= Margery Lewis =

American photographer

Margery Lewis (Smith) was an American photographer active from the 1940s to the 1970s.

==Biography==

Margery Lewis' long-term relationship with photojournalist W. Eugene Smith overshadows her own career as a photographer in her own right. Their relationship began, and their son Kevin Eugene Smith was born (in 1954), while Smith was still married to his wife Carmen, with whom he had four children.

Lewis changed her name to Smith in the 1960s, but continued to use Lewis in picture credits.

==Professional photographer==

Lewis was a portraitist of celebrities, especially musicians, artists and writers, including Leopold Stokowski, painter Paul Burlin and poet Carolyn Stoloff (both appearing in the March, 1963 issue of Horizon magazine), Elliott Carter, Norman Granz, and Aaron Copeland.

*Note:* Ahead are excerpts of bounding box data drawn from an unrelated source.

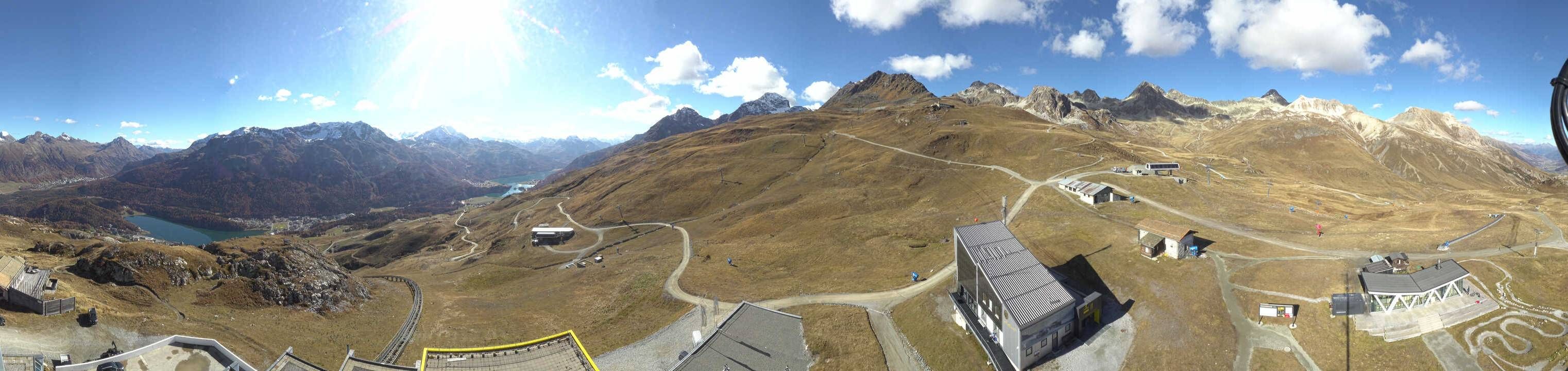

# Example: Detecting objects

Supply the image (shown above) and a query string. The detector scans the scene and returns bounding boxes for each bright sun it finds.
[377,0,525,110]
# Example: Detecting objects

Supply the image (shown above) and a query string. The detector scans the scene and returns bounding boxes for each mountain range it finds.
[546,93,815,181]
[398,125,560,180]
[0,122,494,230]
[0,131,166,183]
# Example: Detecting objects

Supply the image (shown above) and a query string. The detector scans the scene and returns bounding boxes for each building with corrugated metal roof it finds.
[952,221,1101,371]
[1057,178,1116,205]
[1135,219,1198,258]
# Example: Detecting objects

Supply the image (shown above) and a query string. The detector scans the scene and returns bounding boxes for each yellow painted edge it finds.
[419,330,599,371]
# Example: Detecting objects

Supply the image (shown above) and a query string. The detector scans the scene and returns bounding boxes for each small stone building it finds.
[1137,219,1198,258]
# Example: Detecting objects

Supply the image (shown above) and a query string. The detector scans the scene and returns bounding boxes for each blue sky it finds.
[0,0,1568,147]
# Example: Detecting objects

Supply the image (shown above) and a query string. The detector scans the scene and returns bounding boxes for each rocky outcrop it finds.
[71,238,370,313]
[822,71,936,110]
[1110,81,1214,119]
[1016,86,1093,121]
[71,243,218,291]
[949,81,1019,107]
[1262,89,1290,105]
[713,92,806,125]
[202,240,370,313]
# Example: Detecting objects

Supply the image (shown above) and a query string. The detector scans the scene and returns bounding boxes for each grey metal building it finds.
[1361,258,1469,312]
[671,302,812,371]
[952,221,1101,371]
[0,257,77,316]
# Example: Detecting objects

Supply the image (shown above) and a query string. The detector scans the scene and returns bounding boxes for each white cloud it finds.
[938,0,1049,27]
[1053,17,1116,60]
[1454,100,1487,111]
[832,0,936,33]
[888,55,974,80]
[831,0,1050,33]
[301,92,337,110]
[1399,33,1480,81]
[1438,59,1480,81]
[643,41,713,86]
[696,56,795,102]
[590,95,673,124]
[1204,0,1389,77]
[588,63,673,124]
[1399,33,1452,68]
[1047,30,1105,59]
[1116,0,1201,56]
[801,81,839,102]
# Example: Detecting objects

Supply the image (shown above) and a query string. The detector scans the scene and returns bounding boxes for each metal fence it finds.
[365,276,425,365]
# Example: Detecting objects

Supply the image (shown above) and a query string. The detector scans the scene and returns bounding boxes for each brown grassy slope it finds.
[789,305,888,371]
[349,196,690,354]
[892,286,990,371]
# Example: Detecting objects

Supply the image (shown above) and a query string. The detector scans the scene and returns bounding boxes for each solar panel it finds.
[1145,163,1181,171]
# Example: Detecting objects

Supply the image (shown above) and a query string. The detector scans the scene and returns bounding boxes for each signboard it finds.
[1257,303,1295,318]
[1145,163,1181,171]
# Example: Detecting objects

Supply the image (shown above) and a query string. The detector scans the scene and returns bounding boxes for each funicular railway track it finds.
[365,276,425,365]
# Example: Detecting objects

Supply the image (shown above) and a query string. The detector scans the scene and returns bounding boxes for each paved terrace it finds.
[420,330,599,371]
[1350,280,1501,341]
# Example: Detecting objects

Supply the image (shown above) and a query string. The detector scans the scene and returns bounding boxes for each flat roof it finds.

She continued to photograph into the 1970s.

==Recognition==

Lewis’ photographs were included in two exhibitions at the Museum of Modern Art both assembled by the Museum’s curator of photography Edward Steichen; Always the Young Strangers, February 26–April 1, 1953, and, from 1955, the world-touring The Family of Man, seen by 9 million visitors, in which one of her 1954 photographs of couples at a high school dance, commissioned by Seventeen, was featured.

She produced images and articles for popular mid-century photography magazines.